The 2018 Six Nations will see a number of law amendments come into force, some of which have already been trialled, with others set to come into force in the new northern hemisphere season.
The Lions tour of New Zealand saw a number of tweaks to the existing laws used, most notably with teams allowed to kick into touch from a penalty even after time had expired.
In addition to those changes, which also saw penalty tries become an automatic seven points and uncontested scrums requiring eight players per side, there are also six new law amendments.
Six new law amendments:
Throwing the ball into the scrum
1. Law 20.5 and 20.6 (d)
No signal from referee. The scrum-half must throw the ball in straight but is allowed to align their shoulder on the middle line of the scrum, therefore allowing them to stand a shoulder width towards their own side of the middle line.
Rationale: To promote scrum stability, a fair contest for possession while also giving the advantage to the team throwing in (non-offending team).
Handling in the scrum
2. Law 20.9 (b)
The No.8 shall be allowed to pick the ball from the feet of the second-rows.
Rationale: To promote continuity.
Striking after the throw-in
3. Law 20.8 (b)
Once the ball touches the ground in the tunnel, any front-row player may use either foot to try to win possession of the ball. One player from the team who put the ball in must strike for the ball.
Rationale: To promote a fair contest for possession.
Tackler playing the ball
4. Law 15.4 (c)
The tackler must get up before playing the ball and then can only play from their own side of the tackle “gate”.

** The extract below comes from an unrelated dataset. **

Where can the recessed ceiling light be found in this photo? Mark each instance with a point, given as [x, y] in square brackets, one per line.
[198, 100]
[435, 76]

Rationale: To make the tackle/ruck simpler for players and referees and more consistent with the rest of that law.
5. Law 16
A ruck commences when at least one player is on their feet and over the ball which is on the ground (tackled player, tackler). At this point the offside lines are created. Players on their feet may use their hands to pick up the ball as long as this is immediate. As soon as an opposition player arrives, no hands can be used.
This law will put an end to the no-ruck tactic employed by Italy in last year’s Six Nations when they caught England by surprise in the first half of their encounter at Twickenham.
Rationale: To make the ruck simpler for players and referees.
Other ruck offences
6. Law 16.4
A player must not kick the ball out of a ruck. The player can only hook it in a backwards motion.
Rationale: To promote player welfare and to make it consistent with scrum law.